Oberseminar 21.04.2015

12:30h - 13:30h

Raum U151, Oet. 67


Philip Mayer: An Empirical Analysis of the Utilization of Multiple Programming Languages in Open Source Projects

Background: Anecdotal evidence suggests that software applications are usually implemented using a combination of (programming) languages.

Aim: We want to provide empirical evidence on the phenomenon of multi-language programming.

Methods: We use data mining of 1150 open source projects selected for diversity from a public repository to a) investigate the projects for number and type of languages found and the relative sizes of the languages; b) report on associations between the number of languages found and the size, age, number of contributors, and number of commits of a project using a (Quasi-)Poisson regression model, and c) discuss concrete associations between the general-purpose languages and domain-specific languages found using frequent item set mining.

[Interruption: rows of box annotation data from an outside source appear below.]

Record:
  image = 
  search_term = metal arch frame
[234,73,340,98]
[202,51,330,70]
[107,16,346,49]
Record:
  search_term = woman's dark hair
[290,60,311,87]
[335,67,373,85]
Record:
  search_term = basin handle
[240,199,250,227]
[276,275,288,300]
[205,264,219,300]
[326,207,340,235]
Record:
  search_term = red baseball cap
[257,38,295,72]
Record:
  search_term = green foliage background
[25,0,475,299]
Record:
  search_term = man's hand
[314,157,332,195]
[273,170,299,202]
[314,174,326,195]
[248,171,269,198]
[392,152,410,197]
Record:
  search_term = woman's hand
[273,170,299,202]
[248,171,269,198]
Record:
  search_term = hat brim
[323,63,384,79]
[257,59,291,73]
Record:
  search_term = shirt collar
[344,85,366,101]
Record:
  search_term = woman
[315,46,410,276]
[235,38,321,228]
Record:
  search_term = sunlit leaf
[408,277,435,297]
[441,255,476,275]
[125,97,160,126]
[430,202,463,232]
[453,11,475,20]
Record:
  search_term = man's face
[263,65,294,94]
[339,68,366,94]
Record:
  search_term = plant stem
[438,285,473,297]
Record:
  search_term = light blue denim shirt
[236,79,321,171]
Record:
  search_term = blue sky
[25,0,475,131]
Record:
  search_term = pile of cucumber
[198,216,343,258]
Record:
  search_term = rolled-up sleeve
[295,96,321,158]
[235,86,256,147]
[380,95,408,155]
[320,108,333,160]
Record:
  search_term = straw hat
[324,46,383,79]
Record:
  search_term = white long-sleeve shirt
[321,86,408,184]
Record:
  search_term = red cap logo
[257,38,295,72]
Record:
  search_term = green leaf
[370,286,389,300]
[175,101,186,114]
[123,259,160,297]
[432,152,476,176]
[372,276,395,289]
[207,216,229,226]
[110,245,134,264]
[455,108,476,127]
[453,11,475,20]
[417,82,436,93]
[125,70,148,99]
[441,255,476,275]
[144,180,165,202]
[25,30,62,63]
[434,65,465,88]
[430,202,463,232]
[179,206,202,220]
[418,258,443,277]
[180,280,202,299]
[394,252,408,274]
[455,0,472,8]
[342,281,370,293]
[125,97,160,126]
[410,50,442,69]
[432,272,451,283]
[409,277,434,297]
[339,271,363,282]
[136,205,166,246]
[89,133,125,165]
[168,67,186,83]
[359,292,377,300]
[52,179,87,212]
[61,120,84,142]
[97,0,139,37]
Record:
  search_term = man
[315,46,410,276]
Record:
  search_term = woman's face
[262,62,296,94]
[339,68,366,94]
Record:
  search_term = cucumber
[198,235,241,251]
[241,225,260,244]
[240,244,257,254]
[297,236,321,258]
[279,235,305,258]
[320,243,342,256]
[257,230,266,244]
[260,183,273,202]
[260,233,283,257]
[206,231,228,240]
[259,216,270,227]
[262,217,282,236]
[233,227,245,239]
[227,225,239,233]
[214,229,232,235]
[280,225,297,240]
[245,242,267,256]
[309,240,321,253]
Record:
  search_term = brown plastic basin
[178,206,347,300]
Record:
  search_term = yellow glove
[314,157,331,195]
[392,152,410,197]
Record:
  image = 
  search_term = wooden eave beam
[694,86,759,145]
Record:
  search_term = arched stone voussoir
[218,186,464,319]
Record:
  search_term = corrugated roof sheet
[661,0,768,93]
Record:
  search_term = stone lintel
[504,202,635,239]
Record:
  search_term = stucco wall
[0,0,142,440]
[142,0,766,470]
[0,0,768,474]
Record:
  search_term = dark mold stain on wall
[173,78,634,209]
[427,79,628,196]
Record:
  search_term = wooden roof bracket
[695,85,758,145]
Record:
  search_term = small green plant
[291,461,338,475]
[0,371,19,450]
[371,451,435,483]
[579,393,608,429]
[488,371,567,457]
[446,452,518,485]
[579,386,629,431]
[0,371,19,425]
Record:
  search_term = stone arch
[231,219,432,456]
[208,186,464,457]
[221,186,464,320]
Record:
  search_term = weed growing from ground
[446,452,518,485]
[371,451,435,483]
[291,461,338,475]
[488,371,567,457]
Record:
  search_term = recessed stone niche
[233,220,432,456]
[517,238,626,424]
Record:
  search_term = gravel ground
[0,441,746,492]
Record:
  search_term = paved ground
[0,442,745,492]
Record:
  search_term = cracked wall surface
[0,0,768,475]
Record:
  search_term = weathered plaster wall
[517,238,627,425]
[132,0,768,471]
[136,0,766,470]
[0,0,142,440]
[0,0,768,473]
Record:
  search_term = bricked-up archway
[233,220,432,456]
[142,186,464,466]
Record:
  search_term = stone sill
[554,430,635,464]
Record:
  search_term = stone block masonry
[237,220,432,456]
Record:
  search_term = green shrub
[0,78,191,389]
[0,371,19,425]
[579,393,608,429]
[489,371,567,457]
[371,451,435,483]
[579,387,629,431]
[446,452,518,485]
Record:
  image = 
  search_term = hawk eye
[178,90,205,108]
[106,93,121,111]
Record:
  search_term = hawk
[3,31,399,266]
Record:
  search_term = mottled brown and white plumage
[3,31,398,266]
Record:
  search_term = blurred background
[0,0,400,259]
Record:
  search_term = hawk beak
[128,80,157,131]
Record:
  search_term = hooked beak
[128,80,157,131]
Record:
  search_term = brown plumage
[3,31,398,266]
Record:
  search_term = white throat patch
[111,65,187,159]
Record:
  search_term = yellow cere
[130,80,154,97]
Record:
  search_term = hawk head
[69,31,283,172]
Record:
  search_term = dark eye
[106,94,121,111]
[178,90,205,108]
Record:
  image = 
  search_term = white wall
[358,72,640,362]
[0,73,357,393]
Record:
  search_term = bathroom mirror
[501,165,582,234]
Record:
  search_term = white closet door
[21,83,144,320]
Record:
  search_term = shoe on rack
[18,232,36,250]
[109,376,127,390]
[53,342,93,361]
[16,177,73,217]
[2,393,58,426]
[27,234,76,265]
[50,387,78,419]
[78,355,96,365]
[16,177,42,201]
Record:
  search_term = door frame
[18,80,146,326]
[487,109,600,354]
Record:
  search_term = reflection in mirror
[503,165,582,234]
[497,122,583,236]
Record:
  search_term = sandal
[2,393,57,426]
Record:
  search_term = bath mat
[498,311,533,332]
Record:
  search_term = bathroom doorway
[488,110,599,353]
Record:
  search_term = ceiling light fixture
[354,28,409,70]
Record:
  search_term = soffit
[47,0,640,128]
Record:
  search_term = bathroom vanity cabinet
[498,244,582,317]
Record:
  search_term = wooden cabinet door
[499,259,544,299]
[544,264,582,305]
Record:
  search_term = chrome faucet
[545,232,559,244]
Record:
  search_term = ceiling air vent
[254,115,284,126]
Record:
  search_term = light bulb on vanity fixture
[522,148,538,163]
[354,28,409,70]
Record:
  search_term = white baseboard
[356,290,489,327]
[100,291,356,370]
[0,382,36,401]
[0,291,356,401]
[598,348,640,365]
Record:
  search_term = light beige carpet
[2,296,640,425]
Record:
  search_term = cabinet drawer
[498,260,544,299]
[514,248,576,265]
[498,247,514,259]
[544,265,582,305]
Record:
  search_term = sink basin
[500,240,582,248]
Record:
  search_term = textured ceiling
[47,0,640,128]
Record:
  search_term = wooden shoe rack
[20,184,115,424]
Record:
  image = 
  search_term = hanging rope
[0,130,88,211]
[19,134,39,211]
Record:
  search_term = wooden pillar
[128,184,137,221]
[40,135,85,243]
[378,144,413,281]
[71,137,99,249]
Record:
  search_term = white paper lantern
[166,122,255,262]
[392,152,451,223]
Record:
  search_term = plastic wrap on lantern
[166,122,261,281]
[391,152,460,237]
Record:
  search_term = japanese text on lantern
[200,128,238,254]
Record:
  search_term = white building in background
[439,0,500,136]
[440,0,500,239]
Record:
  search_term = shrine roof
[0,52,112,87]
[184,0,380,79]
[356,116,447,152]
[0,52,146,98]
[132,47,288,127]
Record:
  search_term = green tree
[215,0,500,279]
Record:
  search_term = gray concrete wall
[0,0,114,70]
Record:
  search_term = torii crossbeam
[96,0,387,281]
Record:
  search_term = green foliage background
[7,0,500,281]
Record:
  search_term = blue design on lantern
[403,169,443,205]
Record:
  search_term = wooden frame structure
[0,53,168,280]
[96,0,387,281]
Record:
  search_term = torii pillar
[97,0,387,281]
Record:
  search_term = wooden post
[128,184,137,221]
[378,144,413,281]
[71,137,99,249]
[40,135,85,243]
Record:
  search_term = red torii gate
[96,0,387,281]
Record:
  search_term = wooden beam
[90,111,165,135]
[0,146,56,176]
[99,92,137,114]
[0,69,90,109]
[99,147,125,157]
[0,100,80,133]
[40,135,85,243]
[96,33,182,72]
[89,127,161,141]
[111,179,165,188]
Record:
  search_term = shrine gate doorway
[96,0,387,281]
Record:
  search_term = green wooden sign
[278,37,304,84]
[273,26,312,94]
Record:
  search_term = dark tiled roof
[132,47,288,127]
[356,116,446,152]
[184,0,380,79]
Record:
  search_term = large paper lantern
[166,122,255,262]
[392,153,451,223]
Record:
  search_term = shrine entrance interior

Results: We found a) a mean number of 5 languages per project with a clearly dominant main general-purpose language and 5 often-used DSL types, b) a significant influence of the size, number of commits, and the main language on the number of languages as well as no significant influence of age and number of contributors, and c) three language ecosystems grouped around XML, Shell/Make, and HTML/CSS.

Conclusions: Multilanguage programming seems to be common in open-source projects and is a factor which must be dealt with in tooling and when assessing development and maintenance of such software systems.